2.4 Uninterrupted LBBAP implantation guided by continuous
unipolar LS pacing
Twenty patients were implanted using the novel uninterrupted pace
mapping technique (feasibility-group). First, pacing cables were
connected to the LS (cathode) and to the patient’s body (anode) with the
LS fully advanced to the tip of the lead (Figure 1B). Implantation was
then performed by uninterrupted manual clockwise rotations of the outer
lead body, while pacing continuously at 5V output from the LS at 100bpm
(or 10bpm over the patient’s rhythm if the patient’s rhythm was faster).

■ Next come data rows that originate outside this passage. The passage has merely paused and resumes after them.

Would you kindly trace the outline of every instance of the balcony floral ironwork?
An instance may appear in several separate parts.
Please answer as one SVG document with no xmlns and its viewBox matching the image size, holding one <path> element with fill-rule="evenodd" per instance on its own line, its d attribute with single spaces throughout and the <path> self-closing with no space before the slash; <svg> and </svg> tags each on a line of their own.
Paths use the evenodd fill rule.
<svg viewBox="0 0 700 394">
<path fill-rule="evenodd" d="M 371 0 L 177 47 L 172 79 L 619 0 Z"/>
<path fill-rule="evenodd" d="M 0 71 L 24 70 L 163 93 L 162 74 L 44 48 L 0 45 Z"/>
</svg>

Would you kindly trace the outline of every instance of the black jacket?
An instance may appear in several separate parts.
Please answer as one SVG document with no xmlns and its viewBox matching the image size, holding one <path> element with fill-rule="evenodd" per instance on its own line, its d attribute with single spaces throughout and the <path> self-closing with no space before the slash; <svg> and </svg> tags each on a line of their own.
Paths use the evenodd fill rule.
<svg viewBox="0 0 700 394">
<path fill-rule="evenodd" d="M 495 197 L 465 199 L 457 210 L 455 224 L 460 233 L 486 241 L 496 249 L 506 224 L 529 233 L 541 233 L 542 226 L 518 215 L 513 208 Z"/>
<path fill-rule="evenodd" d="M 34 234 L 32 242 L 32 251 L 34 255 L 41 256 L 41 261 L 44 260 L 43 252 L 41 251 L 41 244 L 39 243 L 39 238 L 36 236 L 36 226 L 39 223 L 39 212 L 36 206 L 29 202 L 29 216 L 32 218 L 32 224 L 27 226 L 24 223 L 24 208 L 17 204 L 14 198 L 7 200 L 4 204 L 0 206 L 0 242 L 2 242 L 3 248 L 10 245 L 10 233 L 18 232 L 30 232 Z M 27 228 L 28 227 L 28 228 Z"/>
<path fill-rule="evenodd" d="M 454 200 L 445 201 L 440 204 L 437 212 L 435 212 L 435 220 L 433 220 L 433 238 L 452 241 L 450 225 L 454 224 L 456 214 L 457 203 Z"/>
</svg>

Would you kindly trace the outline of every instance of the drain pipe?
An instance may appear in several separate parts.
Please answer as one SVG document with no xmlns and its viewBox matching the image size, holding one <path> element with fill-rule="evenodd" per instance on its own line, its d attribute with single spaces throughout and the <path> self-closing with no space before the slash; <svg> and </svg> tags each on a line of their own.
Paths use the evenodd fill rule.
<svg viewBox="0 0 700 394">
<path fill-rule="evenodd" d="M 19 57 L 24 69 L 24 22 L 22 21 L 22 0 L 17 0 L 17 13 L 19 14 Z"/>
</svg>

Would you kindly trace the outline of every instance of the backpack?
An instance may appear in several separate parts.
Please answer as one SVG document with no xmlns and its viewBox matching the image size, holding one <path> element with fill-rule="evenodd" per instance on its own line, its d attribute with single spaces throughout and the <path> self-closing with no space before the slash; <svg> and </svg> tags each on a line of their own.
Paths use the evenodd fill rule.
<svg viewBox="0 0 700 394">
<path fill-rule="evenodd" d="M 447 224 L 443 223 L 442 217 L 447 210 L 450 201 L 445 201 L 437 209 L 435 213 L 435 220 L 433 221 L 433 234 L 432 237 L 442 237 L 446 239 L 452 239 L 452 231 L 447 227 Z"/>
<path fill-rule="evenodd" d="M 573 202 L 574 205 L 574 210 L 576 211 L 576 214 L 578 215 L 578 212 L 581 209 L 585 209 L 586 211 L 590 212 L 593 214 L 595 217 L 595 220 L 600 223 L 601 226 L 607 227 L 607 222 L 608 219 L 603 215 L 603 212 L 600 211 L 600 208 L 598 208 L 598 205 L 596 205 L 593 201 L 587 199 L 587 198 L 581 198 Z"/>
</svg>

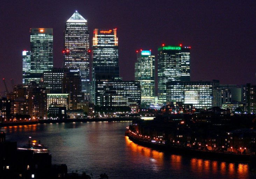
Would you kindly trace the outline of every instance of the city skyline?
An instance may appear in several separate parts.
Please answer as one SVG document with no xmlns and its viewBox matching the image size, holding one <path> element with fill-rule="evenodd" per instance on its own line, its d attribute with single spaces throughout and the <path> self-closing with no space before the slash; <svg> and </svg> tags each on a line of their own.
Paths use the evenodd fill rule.
<svg viewBox="0 0 256 179">
<path fill-rule="evenodd" d="M 80 2 L 74 6 L 66 7 L 65 7 L 64 4 L 46 1 L 38 4 L 31 3 L 26 7 L 20 5 L 19 15 L 14 13 L 12 14 L 13 17 L 8 16 L 9 19 L 7 18 L 8 11 L 1 11 L 1 16 L 3 17 L 1 19 L 1 23 L 5 25 L 7 29 L 12 29 L 8 30 L 8 33 L 5 28 L 2 29 L 1 39 L 3 42 L 0 48 L 3 54 L 1 64 L 2 66 L 5 66 L 1 72 L 1 77 L 7 79 L 9 87 L 10 83 L 8 81 L 9 79 L 14 79 L 15 84 L 22 83 L 22 56 L 21 52 L 25 49 L 29 50 L 30 28 L 54 29 L 54 67 L 61 66 L 63 61 L 62 53 L 63 50 L 63 33 L 65 29 L 65 23 L 76 10 L 89 22 L 90 48 L 91 48 L 92 29 L 95 28 L 117 28 L 119 38 L 120 76 L 123 77 L 125 80 L 134 80 L 134 68 L 127 67 L 134 66 L 136 59 L 136 50 L 151 49 L 152 54 L 156 55 L 157 48 L 162 43 L 176 45 L 182 43 L 184 45 L 189 45 L 191 46 L 191 80 L 211 81 L 217 79 L 220 80 L 221 84 L 255 83 L 255 71 L 253 67 L 255 62 L 253 59 L 255 52 L 253 50 L 255 43 L 253 42 L 254 38 L 252 38 L 255 35 L 255 32 L 252 31 L 255 24 L 250 18 L 254 16 L 255 13 L 252 2 L 249 2 L 246 5 L 241 2 L 240 5 L 242 4 L 243 6 L 240 8 L 241 6 L 237 3 L 231 3 L 230 6 L 228 7 L 228 5 L 229 4 L 226 2 L 222 4 L 222 8 L 216 8 L 220 3 L 217 2 L 215 5 L 213 3 L 206 4 L 199 2 L 197 5 L 198 6 L 187 4 L 184 7 L 179 3 L 175 3 L 170 7 L 170 6 L 165 6 L 168 3 L 167 1 L 163 1 L 159 3 L 159 7 L 156 7 L 156 12 L 149 13 L 148 10 L 152 9 L 156 4 L 149 3 L 145 4 L 143 2 L 136 2 L 133 4 L 134 2 L 131 2 L 125 5 L 126 8 L 130 9 L 130 12 L 126 10 L 121 12 L 117 9 L 120 9 L 119 7 L 123 7 L 123 5 L 114 1 L 110 2 L 115 4 L 115 8 L 111 8 L 105 3 L 99 5 L 97 6 L 97 9 L 102 10 L 99 11 L 100 13 L 97 13 L 90 9 L 92 6 L 95 6 L 97 2 Z M 17 8 L 16 6 L 8 6 L 10 3 L 5 2 L 0 8 L 1 9 L 8 7 L 14 10 Z M 19 2 L 17 2 L 17 5 L 18 4 Z M 50 11 L 54 7 L 62 9 L 61 11 L 57 10 L 48 14 L 47 11 L 43 10 L 43 7 L 47 5 L 51 5 L 49 7 L 50 9 L 48 9 Z M 135 13 L 143 5 L 146 7 L 144 9 Z M 38 6 L 41 6 L 40 13 L 35 13 Z M 191 6 L 189 7 L 190 6 Z M 192 10 L 193 9 L 191 7 L 193 6 L 196 6 L 197 8 Z M 180 6 L 184 7 L 184 11 L 179 10 L 181 9 Z M 105 8 L 106 7 L 108 8 Z M 28 13 L 27 11 L 28 9 L 30 10 Z M 171 9 L 176 10 L 172 13 L 167 10 Z M 61 13 L 58 13 L 61 12 Z M 178 12 L 179 13 L 177 13 Z M 30 16 L 30 13 L 36 15 Z M 132 14 L 133 13 L 135 14 Z M 57 16 L 57 14 L 59 15 Z M 148 14 L 147 17 L 145 15 Z M 28 16 L 26 16 L 25 14 Z M 22 15 L 24 15 L 22 16 Z M 169 19 L 167 18 L 170 20 L 165 18 L 159 19 L 159 16 L 164 16 L 164 15 L 170 17 Z M 179 17 L 178 20 L 175 20 L 174 15 Z M 119 17 L 120 16 L 121 17 Z M 49 20 L 50 16 L 52 18 L 51 21 Z M 185 17 L 187 19 L 184 19 Z M 14 24 L 7 22 L 7 19 L 12 21 L 14 17 L 21 20 L 19 21 L 22 22 L 22 26 L 20 25 L 19 21 L 15 21 Z M 26 21 L 21 19 L 26 19 Z M 230 19 L 233 20 L 230 21 Z M 149 21 L 151 20 L 155 23 L 149 26 L 151 24 Z M 200 21 L 195 22 L 197 20 Z M 125 22 L 126 20 L 128 21 L 129 23 Z M 194 25 L 193 25 L 193 23 Z M 173 28 L 171 26 L 175 24 L 178 25 L 178 27 Z M 217 25 L 221 25 L 219 27 Z M 17 26 L 21 27 L 17 28 Z M 16 27 L 14 28 L 15 27 Z M 225 27 L 229 28 L 225 28 Z M 130 32 L 133 29 L 136 33 Z M 156 33 L 152 35 L 152 32 L 155 31 Z M 14 41 L 16 42 L 10 45 Z M 222 46 L 224 48 L 222 48 Z M 229 60 L 227 62 L 227 59 Z M 91 59 L 90 60 L 91 62 Z M 240 65 L 241 62 L 244 65 Z M 241 72 L 237 73 L 238 70 Z M 11 71 L 15 72 L 10 73 Z M 4 90 L 3 84 L 0 88 L 0 91 Z"/>
</svg>

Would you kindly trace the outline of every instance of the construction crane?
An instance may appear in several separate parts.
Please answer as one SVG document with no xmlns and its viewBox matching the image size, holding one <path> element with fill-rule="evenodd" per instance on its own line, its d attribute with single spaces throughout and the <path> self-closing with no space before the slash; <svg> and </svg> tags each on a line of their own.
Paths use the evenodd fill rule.
<svg viewBox="0 0 256 179">
<path fill-rule="evenodd" d="M 3 78 L 3 83 L 5 84 L 5 91 L 7 93 L 8 93 L 9 91 L 8 91 L 8 89 L 7 88 L 7 86 L 6 86 L 6 84 L 5 83 L 5 80 L 4 78 Z"/>
<path fill-rule="evenodd" d="M 13 82 L 13 79 L 11 78 L 11 82 L 12 82 L 12 87 L 13 87 L 13 90 L 14 88 L 14 83 Z"/>
</svg>

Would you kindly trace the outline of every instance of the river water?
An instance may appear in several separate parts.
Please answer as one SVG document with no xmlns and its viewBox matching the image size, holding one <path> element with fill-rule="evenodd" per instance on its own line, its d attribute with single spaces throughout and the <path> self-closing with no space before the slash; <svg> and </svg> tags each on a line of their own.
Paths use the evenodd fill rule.
<svg viewBox="0 0 256 179">
<path fill-rule="evenodd" d="M 125 136 L 131 122 L 88 122 L 3 127 L 6 140 L 18 146 L 29 137 L 41 141 L 53 164 L 67 165 L 69 172 L 106 173 L 111 179 L 256 179 L 256 167 L 190 157 L 135 144 Z"/>
</svg>

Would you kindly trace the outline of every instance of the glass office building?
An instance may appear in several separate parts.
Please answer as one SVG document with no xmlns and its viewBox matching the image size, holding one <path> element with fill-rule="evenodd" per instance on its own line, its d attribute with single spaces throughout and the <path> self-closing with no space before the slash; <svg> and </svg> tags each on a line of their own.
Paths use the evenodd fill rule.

During implantation, 12-leads ECG was recorded to monitor QRS changes
(with a particular attention to V1 and V6, highlighted and magnified on
the EP recording system). Rotations were continuously delivered until a
right bundle branch block (RBBB) morphology was obtained in V1. Triggers
and callipers were set on the EP recording system for continuous
monitoring of the QRS duration (from pacing artifact to end-QRS) and
pLVAT (from pacing artifact to peak R-wave in V6). Rotations were
continuously delivered until right bundle branch block (RBBB) morphology
was obtained in V1 with a targeted pLVAT value of <85ms (for
narrow native QRS) or <100ms (for wide native QRS or a
complete AV block at baseline). Beat-to-beat pacing impedance displayed
on the programmer was simultaneously filmed for off-line analysis.
After continuous lead deployment, final paced QRS duration and pLVAT
(measured from pacing stimulus to peak of the R wave in lead V6) were
recorded and no further advancement of the lead was performed.